Write, create, remake, illustrate, dedicate to someone, edit, review, discuss, criticize, publish, print, publish, publish [into the world], bind, translate [into] language], read, view, leaf through, reread, put aside, open, open, close, send to someone, order somewhere, promise to someone, lose, leave somewhere, forget somewhere. , search, find, buy, choose, give to someone, take, tell someone„ label, give to someone, hand over, return to someone, put [somewhere], put somewhere ., take care, wrap, give out [at home] ... a book; to love, to collect, to collect, to put somewhere, to arrange... books. To become engrossed, to become interested... smb. a book.

In a book (look, bury oneself (colloquial), put something). In the book (look for something, talks about something, talks about something...); in books (rummage (colloquial)). 3a book (pay [how much] begin to thank), For a book (go ~, go). From a book (write something out ~, find out something, learn something). To books (to treat smb.) On a book (to work ~ .-.) About smb. book (talk ~, think ~, argue). From books (to judge [about something] ~, to study something ~, to know something...).

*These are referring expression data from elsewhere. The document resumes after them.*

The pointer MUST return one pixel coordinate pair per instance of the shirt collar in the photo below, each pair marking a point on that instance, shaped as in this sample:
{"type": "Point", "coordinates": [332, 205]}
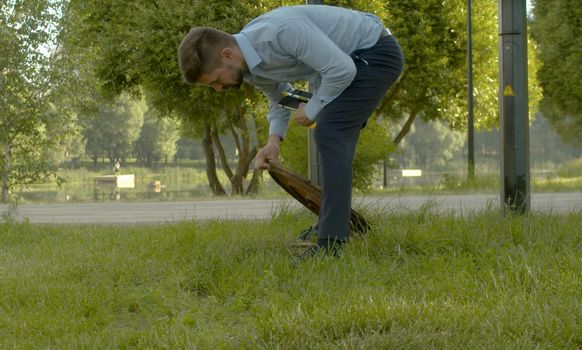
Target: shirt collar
{"type": "Point", "coordinates": [251, 56]}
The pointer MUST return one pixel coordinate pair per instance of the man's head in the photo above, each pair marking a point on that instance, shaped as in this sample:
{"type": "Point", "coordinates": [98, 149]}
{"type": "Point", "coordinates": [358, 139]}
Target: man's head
{"type": "Point", "coordinates": [211, 57]}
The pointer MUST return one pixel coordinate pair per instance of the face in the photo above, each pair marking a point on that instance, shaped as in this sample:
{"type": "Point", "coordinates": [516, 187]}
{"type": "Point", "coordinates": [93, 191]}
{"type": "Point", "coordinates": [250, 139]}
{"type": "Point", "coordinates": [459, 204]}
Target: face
{"type": "Point", "coordinates": [225, 77]}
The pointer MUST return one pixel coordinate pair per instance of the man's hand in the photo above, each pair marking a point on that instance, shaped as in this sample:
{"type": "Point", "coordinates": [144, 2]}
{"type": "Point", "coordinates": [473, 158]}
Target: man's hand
{"type": "Point", "coordinates": [268, 153]}
{"type": "Point", "coordinates": [300, 116]}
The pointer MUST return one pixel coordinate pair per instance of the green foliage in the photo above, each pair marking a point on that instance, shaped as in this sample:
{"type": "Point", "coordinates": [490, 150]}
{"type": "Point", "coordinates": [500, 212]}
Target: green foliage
{"type": "Point", "coordinates": [157, 140]}
{"type": "Point", "coordinates": [556, 27]}
{"type": "Point", "coordinates": [431, 145]}
{"type": "Point", "coordinates": [115, 128]}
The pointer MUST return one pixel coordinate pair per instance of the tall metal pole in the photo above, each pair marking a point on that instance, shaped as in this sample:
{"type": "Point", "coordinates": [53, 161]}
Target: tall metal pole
{"type": "Point", "coordinates": [470, 122]}
{"type": "Point", "coordinates": [312, 154]}
{"type": "Point", "coordinates": [513, 106]}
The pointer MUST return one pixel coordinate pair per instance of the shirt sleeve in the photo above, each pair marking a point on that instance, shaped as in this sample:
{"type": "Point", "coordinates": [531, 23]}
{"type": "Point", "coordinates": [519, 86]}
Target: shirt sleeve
{"type": "Point", "coordinates": [302, 39]}
{"type": "Point", "coordinates": [278, 117]}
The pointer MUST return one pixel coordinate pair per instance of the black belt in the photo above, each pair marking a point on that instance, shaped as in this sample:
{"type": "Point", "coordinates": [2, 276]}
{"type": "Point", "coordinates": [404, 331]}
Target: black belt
{"type": "Point", "coordinates": [384, 33]}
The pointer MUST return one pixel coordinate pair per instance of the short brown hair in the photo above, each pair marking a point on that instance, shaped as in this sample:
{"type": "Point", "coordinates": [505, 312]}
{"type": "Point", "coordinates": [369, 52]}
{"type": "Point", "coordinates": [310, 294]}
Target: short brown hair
{"type": "Point", "coordinates": [199, 52]}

The book lies somewhere, stands where, begins with something. or smb., ends with smth. or smb., called smb., belongs to smb., uses [smb. (great...)] success (demand), disappeared...

List

There are no books that are precious to all readers at once. Each person independently chooses those books that made him better. He analyzes what he read and draws conclusions from it that will be useful to him in later life and warn him against mistakes in the future.

However, there are a number of works that are highly valued around the world. These stories, novellas, opened a sense of beauty in people, expanded their horizons, and, ultimately, reflected history on their pages. Precious books include the following works, which have received recognition in all corners of the planet called Earth. Of course, it is impossible to fit a list of all precious books into one article. Here are those works that are the most striking examples of the most valuable books on Earth:

  1. "War and Peace", whose author is a famous Russian writer named Lev Nikolaevich Tolstoy. This four-volume work not only tells about Russian history, but also helps to understand relationships between people.
  2. “The Captain's Daughter” is one of several precious works from the pen of Alexander Pushkin. You can learn forgiveness from him.

Russian writers and poets very often wrote precious books. An example from literature that illustrates this is the story “Matrenin’s Dvor.” This work tells about the righteous in our lives.

What do precious books teach?

As stated earlier, there is no age at which all people discover precious books. What is love, friendship, kindness? The answers to these questions can be found in books like these. A person can acquire them both in childhood and in old age, but in any case he learns something new and interesting about morality and ethics.

And yet the question remains: “What do the precious books teach?” What is hidden in them? It is impossible to give an answer to it that would appeal to all people on the planet at once, because these books teach every person what he does not know how to do and does not understand. However, many people admit how precious books have helped them.

  1. They taught them to distinguish good from evil.
  2. They helped them understand such concepts as friendship, love, hatred.
  3. Throughout their lives they taught them humanity and morality.

Thus, precious books can change a person’s worldview, help him understand himself and understand others.